Luckmi menambahkan, melalui pendidikan perubahan iklim, siswa akan mendapatkan pengetahuan tentang potensi bahaya dan risiko perubahan iklim, serta memahami potensi di daerah masing-masing. “Perubahan iklim di setiap daerah berbeda-beda, sehingga diharapkan siswa dan guru memahami fenomena tersebut dan dapat mengambil langkah yang tepat,” jelasnya.
Kepala Bidang SMA Dinas Pendidikan Provinsi DKI Jakarta, Ali Mukodas, juga menyampaikan dukungannya. Kepala Dinas Pendidikan Provinsi DKI Jakarta telah mengeluarkan surat edaran mengenai implementasi kurikulum yang memasukkan isu-isu aktual, termasuk perubahan iklim.

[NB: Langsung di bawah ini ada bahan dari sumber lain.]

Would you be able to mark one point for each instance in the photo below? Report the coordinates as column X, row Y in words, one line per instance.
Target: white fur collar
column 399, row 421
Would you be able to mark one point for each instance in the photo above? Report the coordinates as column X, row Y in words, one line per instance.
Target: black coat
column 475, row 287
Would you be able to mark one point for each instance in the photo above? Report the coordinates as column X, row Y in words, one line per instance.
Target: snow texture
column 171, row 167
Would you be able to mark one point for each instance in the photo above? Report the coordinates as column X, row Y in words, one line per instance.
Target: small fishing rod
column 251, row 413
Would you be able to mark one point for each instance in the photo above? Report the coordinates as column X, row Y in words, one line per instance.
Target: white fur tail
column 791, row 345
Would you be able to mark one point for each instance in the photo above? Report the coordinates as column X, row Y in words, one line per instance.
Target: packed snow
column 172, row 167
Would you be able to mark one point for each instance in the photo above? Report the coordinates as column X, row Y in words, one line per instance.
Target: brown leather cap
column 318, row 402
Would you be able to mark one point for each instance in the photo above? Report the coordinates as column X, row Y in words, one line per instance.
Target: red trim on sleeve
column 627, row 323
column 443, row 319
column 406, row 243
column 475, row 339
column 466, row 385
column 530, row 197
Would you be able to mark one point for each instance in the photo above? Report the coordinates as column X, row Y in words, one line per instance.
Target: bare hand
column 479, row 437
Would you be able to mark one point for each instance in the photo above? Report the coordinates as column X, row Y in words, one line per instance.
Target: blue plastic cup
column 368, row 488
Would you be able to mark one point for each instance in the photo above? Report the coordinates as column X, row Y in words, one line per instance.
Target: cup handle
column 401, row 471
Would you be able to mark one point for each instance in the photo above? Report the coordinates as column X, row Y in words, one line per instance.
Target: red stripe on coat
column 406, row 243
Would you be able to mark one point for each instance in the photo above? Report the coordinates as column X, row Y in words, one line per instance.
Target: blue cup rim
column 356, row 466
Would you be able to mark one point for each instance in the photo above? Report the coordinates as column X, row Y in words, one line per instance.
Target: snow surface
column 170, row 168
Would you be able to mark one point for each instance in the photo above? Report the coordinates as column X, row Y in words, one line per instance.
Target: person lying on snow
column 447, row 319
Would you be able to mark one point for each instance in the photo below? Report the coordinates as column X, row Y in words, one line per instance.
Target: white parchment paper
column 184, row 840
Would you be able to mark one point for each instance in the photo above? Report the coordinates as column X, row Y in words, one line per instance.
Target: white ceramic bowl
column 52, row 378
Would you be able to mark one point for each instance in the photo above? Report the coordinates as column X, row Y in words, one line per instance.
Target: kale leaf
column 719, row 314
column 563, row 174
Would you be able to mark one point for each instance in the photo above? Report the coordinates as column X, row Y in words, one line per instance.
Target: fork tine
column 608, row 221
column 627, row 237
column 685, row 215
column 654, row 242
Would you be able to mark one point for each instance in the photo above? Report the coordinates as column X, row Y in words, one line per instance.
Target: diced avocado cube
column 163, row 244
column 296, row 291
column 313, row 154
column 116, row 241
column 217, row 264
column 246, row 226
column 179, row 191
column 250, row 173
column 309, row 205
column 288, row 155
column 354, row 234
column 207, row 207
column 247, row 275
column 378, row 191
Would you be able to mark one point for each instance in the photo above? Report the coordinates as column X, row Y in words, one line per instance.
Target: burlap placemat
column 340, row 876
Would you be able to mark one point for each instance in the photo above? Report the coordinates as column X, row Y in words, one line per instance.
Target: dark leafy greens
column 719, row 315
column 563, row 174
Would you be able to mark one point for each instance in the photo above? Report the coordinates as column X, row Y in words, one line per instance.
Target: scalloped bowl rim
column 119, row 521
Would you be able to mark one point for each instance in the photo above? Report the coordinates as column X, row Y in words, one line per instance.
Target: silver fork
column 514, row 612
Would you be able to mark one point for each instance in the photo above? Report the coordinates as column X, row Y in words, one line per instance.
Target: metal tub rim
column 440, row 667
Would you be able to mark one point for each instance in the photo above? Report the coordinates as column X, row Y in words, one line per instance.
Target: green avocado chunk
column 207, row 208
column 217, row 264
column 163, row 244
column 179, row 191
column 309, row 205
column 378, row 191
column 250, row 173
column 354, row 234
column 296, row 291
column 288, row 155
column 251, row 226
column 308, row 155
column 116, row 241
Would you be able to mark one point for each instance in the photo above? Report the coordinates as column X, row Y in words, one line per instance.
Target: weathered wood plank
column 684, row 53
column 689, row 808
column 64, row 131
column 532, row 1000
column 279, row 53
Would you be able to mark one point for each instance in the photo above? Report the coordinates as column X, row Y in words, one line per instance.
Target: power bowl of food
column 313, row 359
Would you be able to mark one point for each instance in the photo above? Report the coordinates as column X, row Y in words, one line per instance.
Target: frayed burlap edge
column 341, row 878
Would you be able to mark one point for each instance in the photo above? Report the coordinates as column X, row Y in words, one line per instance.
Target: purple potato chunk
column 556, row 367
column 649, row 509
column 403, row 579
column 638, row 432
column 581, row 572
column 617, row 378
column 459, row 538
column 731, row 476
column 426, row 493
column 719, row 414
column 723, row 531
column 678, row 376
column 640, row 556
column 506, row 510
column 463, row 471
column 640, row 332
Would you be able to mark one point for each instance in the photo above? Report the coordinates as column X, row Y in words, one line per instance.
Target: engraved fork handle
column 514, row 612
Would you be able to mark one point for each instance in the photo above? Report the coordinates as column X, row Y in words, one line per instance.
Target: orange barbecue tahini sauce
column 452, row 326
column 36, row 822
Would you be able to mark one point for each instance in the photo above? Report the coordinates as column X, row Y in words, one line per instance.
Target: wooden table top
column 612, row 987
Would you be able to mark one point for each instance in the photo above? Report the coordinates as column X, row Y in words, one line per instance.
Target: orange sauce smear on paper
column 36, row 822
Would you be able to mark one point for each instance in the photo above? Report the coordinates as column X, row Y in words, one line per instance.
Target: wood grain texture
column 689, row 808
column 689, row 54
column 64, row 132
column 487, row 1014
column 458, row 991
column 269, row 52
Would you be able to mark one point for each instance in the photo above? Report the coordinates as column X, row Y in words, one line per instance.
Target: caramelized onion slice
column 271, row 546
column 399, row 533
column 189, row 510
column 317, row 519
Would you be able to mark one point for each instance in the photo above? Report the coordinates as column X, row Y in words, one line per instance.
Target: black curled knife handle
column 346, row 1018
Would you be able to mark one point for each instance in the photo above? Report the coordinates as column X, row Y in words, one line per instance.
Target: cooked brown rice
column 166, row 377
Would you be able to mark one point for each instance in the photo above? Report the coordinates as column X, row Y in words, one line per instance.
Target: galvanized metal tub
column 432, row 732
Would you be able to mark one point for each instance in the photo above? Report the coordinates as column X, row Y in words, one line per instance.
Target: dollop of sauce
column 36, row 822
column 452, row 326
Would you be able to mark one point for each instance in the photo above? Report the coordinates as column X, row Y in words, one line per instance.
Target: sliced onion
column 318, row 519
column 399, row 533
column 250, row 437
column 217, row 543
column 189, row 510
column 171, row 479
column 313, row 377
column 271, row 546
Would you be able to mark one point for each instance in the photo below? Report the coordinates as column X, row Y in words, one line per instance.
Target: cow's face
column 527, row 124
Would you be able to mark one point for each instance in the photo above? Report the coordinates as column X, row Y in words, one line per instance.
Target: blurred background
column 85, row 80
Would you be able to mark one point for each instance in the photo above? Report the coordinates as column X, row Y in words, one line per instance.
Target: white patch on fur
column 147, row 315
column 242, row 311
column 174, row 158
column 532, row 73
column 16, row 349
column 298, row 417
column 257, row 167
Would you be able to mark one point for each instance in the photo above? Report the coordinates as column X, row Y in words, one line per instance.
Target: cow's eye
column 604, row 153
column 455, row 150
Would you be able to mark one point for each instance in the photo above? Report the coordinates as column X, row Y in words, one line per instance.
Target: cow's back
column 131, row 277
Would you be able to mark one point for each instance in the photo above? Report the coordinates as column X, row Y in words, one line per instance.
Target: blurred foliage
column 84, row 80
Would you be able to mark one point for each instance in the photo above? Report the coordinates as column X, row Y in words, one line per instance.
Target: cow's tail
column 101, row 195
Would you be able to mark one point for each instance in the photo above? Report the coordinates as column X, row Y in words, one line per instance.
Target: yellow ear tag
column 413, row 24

"Pemprov DKI Jakarta telah mendukung pendidikan perubahan iklim sejak 2016 melalui Pergub tentang sekolah rawan bencana. Kami mengapresiasi sekolah-sekolah yang meraih penghargaan Adiwiyata Nasional, menerapkan sekolah hijau, dan menjalankan kegiatan terkait perubahan iklim," ujar Ali.
Ali menambahkan bahwa Dinas Pendidikan DKI Jakarta bekerja sama dengan berbagai pemangku kepentingan, seperti Dinas Lingkungan Hidup dan Dinas Pertamanan, untuk memastikan siswa memahami perubahan iklim dan langkah-langkah yang harus diambil.
Kepala SMP Strada Slamet Riyadi Kota Tangerang, Lusia Yefin Bertiana Winarno, menjelaskan bahwa sekolahnya telah mengintegrasikan pendidikan lingkungan hidup dan perubahan iklim ke dalam kegiatan sehari-hari. “Kami memasukkan topik perubahan iklim ke beberapa mata pelajaran seperti IPA, IPS, seni, dan matematika. Dengan menggunakan Kurikulum Merdeka, guru didorong untuk berinovasi, termasuk melalui proyek berbasis lingkungan seperti pengolahan sampah dan pengamatan tanaman di sekolah,” katanya.
Lusia juga menyebutkan bahwa kegiatan ekstrakurikuler seperti Karya Ilmiah Remaja (KIR) dan pramuka turut melibatkan siswa dalam proyek lingkungan, seperti penanaman pohon, daur ulang sampah, dan pembuatan hand sanitizer berbasis tanaman.
Dengan kolaborasi antara berbagai pemangku kepentingan, diharapkan pendidikan perubahan iklim dapat menjadi gerakan bersama yang tidak hanya berdasarkan instruksi, tetapi juga karena manfaat nyata yang dirasakan oleh masyarakat, terutama bagi generasi mendatang.